After a few minutes I leave our offices to head to the World Bank. By the time I arrive in my boss’s office I am sobbing. This is the second person out of twenty that we have lost in the past six months. Our first colleague was killed in a car accident coming back from Cameroon, and now our second colleague has gone after a long illness. We have started to grow close, this is too much loss.

We talk about what to do: call the training off, send a delegation, contact people we know in the South to provide money for the funeral. Now we need permission to travel: in the middle of death we make phone calls to track down managers in Johannesburg and Douala to expedite trip approval in SAP — the Bank is an odd place...

We finally reach someone, I dig a wad of cash out of a chest in my home to travel with, we pack to head south.

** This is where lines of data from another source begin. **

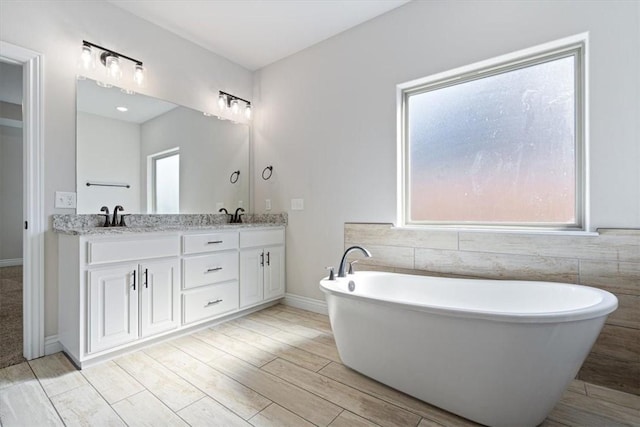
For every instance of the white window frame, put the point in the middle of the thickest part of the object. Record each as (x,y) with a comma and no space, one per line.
(501,64)
(151,176)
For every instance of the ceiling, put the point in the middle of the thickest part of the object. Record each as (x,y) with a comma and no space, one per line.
(103,101)
(255,33)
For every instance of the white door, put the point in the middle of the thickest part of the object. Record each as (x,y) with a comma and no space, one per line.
(274,272)
(251,276)
(159,297)
(113,307)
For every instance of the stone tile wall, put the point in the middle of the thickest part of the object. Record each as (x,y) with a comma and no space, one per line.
(610,261)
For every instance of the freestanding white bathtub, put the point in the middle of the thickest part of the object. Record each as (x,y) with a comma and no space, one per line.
(497,352)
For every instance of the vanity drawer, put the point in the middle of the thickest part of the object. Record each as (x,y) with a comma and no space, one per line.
(262,238)
(210,242)
(103,251)
(211,268)
(209,302)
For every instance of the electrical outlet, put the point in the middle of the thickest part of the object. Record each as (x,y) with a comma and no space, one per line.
(297,204)
(65,200)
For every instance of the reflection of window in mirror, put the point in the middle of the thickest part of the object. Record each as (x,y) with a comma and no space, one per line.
(164,185)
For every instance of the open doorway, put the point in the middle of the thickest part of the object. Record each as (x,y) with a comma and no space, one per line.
(11,215)
(32,214)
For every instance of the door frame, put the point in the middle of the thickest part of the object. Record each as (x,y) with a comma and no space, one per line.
(33,195)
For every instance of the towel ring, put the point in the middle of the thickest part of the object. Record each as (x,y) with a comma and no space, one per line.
(268,168)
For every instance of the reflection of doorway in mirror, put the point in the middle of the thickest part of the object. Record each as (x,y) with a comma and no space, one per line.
(165,181)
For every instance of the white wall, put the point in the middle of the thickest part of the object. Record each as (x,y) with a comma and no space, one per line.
(10,193)
(326,117)
(178,71)
(108,150)
(210,150)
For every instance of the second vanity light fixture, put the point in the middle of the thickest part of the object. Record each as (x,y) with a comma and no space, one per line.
(226,100)
(112,61)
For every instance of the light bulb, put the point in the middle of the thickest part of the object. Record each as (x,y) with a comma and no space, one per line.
(86,57)
(113,67)
(138,75)
(222,101)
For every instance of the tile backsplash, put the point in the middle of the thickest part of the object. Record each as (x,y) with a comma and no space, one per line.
(609,260)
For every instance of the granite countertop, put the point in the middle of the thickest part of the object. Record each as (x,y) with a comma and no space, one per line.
(140,223)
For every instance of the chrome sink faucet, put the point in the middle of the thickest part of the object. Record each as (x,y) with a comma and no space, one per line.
(343,263)
(114,221)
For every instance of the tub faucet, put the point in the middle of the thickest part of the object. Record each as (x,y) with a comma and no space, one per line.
(343,262)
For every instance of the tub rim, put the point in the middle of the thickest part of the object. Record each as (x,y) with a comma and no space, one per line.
(604,307)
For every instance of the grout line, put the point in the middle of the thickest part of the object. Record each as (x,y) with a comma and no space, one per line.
(46,395)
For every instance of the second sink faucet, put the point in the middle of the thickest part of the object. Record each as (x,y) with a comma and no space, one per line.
(237,218)
(343,262)
(114,221)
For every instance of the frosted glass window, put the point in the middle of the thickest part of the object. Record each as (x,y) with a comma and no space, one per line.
(167,184)
(502,148)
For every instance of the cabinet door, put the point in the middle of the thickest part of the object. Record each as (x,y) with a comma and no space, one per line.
(274,272)
(113,307)
(251,276)
(159,297)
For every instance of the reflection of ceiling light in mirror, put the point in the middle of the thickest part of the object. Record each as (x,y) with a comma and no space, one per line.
(222,101)
(113,66)
(235,107)
(103,84)
(138,75)
(86,57)
(226,100)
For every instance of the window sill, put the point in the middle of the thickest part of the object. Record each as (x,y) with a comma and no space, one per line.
(498,230)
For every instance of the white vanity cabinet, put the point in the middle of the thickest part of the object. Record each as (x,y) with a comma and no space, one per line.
(261,266)
(116,290)
(131,301)
(210,279)
(122,289)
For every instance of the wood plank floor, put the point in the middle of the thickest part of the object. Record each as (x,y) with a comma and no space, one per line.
(277,367)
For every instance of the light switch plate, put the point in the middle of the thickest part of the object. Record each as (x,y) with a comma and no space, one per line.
(65,200)
(297,204)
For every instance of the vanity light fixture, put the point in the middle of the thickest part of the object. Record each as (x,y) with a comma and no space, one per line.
(112,61)
(226,100)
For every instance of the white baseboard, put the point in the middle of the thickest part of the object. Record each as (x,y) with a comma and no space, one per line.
(10,262)
(52,345)
(305,303)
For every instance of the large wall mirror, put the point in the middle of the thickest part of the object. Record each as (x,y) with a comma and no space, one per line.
(152,156)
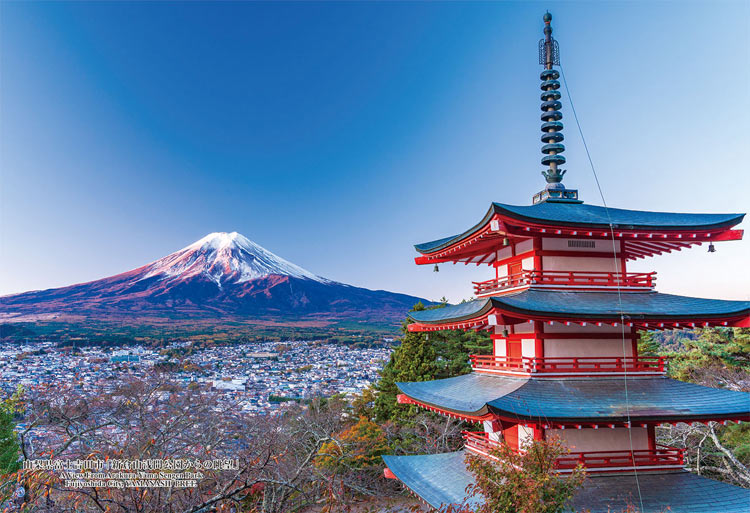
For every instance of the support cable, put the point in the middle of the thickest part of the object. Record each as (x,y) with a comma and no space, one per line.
(619,291)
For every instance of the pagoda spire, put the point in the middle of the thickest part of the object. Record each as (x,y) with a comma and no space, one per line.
(552,137)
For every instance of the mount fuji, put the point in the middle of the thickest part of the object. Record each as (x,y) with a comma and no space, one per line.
(221,275)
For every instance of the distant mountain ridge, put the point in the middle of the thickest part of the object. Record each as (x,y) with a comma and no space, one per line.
(222,274)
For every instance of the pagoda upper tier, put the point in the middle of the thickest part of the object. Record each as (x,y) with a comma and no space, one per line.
(575,402)
(638,233)
(642,310)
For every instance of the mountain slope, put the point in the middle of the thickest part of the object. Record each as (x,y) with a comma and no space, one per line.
(222,274)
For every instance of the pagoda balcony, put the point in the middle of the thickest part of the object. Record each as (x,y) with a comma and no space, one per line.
(566,279)
(661,457)
(569,366)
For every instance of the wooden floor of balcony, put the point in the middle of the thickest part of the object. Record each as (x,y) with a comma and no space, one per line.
(661,457)
(570,366)
(589,280)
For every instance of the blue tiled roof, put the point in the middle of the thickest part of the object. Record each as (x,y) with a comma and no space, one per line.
(604,305)
(578,399)
(469,393)
(439,479)
(442,479)
(592,216)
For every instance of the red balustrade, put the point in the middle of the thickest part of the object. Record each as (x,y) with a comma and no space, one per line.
(569,365)
(587,279)
(662,456)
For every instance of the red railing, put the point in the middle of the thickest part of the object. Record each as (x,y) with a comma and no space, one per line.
(661,456)
(566,278)
(569,365)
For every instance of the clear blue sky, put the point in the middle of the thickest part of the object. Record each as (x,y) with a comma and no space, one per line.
(338,134)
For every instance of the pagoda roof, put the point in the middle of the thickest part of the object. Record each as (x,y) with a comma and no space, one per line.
(642,233)
(581,215)
(441,479)
(578,400)
(545,304)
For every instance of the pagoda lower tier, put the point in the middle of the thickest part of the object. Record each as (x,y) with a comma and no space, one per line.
(563,403)
(441,479)
(644,310)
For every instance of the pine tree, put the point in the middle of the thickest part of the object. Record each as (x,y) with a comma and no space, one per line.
(9,448)
(424,357)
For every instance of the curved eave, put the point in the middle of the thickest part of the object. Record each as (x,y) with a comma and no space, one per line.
(476,244)
(552,403)
(622,219)
(650,310)
(442,479)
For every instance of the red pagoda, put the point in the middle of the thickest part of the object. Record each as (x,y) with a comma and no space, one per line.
(565,315)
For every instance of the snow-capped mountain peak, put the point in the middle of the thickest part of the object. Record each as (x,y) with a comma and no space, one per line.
(225,258)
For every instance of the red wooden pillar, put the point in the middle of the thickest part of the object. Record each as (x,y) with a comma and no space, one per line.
(634,336)
(538,339)
(537,249)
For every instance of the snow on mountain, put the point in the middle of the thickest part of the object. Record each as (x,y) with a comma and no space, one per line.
(221,276)
(225,258)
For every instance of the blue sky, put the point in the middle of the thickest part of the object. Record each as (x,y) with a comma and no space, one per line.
(338,134)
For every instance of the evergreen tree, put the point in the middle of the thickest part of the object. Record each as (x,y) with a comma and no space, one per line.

I go back to work to sit with the team and say goodbye, and we get another call. "Praise God, he's not dead, he's back to life." I understand nothing. His parents say he's awake, and then he even calls himself. At first I think this is some kind of joke. So he didn't really pass away then? What's going on?

This happens all the time people say, especially in villages: why do you think it's someone's job to declare death? My staff explains to me, people sometimes end up knocking on the lids of their own coffins. A colleague tells me that as a kid he went to the cemetery to bury a man wrapped in a white sheet. The man is laid on the ground, prayers and blessings given, and a minute later he bolts upright. Half of those gathered scream and run away.

The line between life and death is not as clear as you think Alex. You can never tell, my staff says, the heart can slow to barely a murmur, a man's breath won't even stir the dust in the air. Life and death are very, very close. I should perhaps know better, I've been sick for months — parasites, malaria, other woes. But somehow I still think this is just a strange exception that will soon pass and I can go back to normal life.

In the late morning I go back to the training at the Chamber of Commerce and my whole staff is still there around the table. What do we do now? We go on they say, he’s alive, we pray for his recovery. OK I say, if this is what you want, OK. I want to leave, but instead I continue with a session on Excel. The room is silent; they are amazed as I show them how to create spreadsheets. Instead of pages done with pencil and paper, they now have formulas that will link, calculate, and generate figures for their business plans. I tell them if they make a mistake, just click control z and it will reset everything. There is something so odd to me about the ability to create and dissolve powerful formulas with the click of a button.

That night I fall into bed. The next day we finish the training and decide to keep our dinner together as planned. He was better during the day, but during the night has worsened, although he's still alive. That night at dinner the food tastes particularly strong, we eat chicken with onions and plantains. After dinner, half the team leaves, but the rest of us stay, talking our way into the night. I don’t want to leave, but I have a flight to catch. I give a staff member a ride home on the back of my motorcycle through the dust and heat of the night. I fly off to a frozen Europe.

Postscript: This blog entry was orginally written on March 15th. Since that time, Sylvestre Yaldé, a Training Support Officer at IFC's Chad Enterprise Center, has passed away.